Tuesday, September 29, 2009

"We are running out of time"

  This article in Yale e360 ,is an interesting read. It talks about safe operating zone for humans and how we have crossed them in three out nine instances

“..if we keep pushing the planet this way, we will cause sudden, irreversible damage to the systems that made human civilization possible in the first place. …..journal Nature, Rockstrom and 27 of his fellow environmental scientists argue that we have to conceive of many tipping points at once. They propose that humans must keep the planet in what they call a “safe operating space,” inside of which we can thrive. If we push past the boundaries of that space — by wiping out biodiversity, for example, or diverting too much of the world’s freshwater — we risk catastrophe

 

Without  GPS ..whew!!

 

Unfortunately, the authors of the Nature paper maintain, we’ve already started pushing out beyond these boundaries…..“We’re sitting on top of a mesa right now, and we’re driving  around, but we don’t have our lights on and we don’t even have a map,” says Jonathan Foley, a co-author of the new study and the director of the University of Minnesota’s Institute on the Environment. “That’s a dangerous way to move around.”

     

Optimism!?  Some people keep saying that.  I’m no expert, but as I understand it, Chlorofluorocarbons was a mole while CO2 is this big mountain  of a problem!  I personally cannot understand how people can be optimistic with the success of Montreal protocol.
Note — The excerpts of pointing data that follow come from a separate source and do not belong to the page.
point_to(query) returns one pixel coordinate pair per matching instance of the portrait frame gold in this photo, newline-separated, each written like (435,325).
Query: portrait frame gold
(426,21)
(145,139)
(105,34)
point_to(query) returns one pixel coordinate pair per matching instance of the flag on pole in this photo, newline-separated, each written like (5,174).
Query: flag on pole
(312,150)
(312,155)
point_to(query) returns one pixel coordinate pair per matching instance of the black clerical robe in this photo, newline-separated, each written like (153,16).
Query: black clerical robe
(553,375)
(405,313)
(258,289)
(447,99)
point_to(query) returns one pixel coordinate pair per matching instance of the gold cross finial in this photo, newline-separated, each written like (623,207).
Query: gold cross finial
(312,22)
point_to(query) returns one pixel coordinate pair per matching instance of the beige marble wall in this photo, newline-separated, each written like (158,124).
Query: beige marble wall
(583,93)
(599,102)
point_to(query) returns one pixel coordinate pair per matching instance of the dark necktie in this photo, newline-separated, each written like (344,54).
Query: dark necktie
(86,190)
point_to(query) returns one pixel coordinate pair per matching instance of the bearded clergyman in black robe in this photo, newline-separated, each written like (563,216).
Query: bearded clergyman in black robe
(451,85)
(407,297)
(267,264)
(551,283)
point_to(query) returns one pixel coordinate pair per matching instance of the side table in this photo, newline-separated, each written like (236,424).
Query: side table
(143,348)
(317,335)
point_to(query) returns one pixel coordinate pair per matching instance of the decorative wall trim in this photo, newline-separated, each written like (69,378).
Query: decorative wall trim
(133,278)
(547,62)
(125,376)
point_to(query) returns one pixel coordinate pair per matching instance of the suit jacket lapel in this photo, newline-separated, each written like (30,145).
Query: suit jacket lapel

CO2 is a whole other beast challenging international relationship management to the core! This is unlike any challenge mankind has seen before! I don’t feel optimistic at all. (We’ll see  what happens in Copenhagen)

 

While the paper makes for a sobering read, its authors think we should also find some cause for optimism in it. Humanity nearly crossed another threshold by destroying the ozone layer with chlorofluorocarbons. But we recognized the crisis in time and banned chlorofluorocarbons, allowing the ozone layer to slowly recover..”

 

In another article, Greenland ice sheet and the Antarctica are melting faster than expected,  as published  in Nature journal.  As reported by e360,   it is now clear to scientists that a self feeding phenomenon has begun

 

  “confirm concerns among some climate scientists that the accelerating rate of ice sheet melting has become a self-feeding phenomenon — essentially, the more the ice melts, the more the water near the ice sheets causes more melting. “The question is how far will it run?” said Hamish Pritchard of the British Antarctic Survey and lead author of the study

 

I wonder how close this gets us to the climate change threshold?

 

   “It’s more widespread than we previously thought” says Hamish Pritchard.  My thoughts exactly!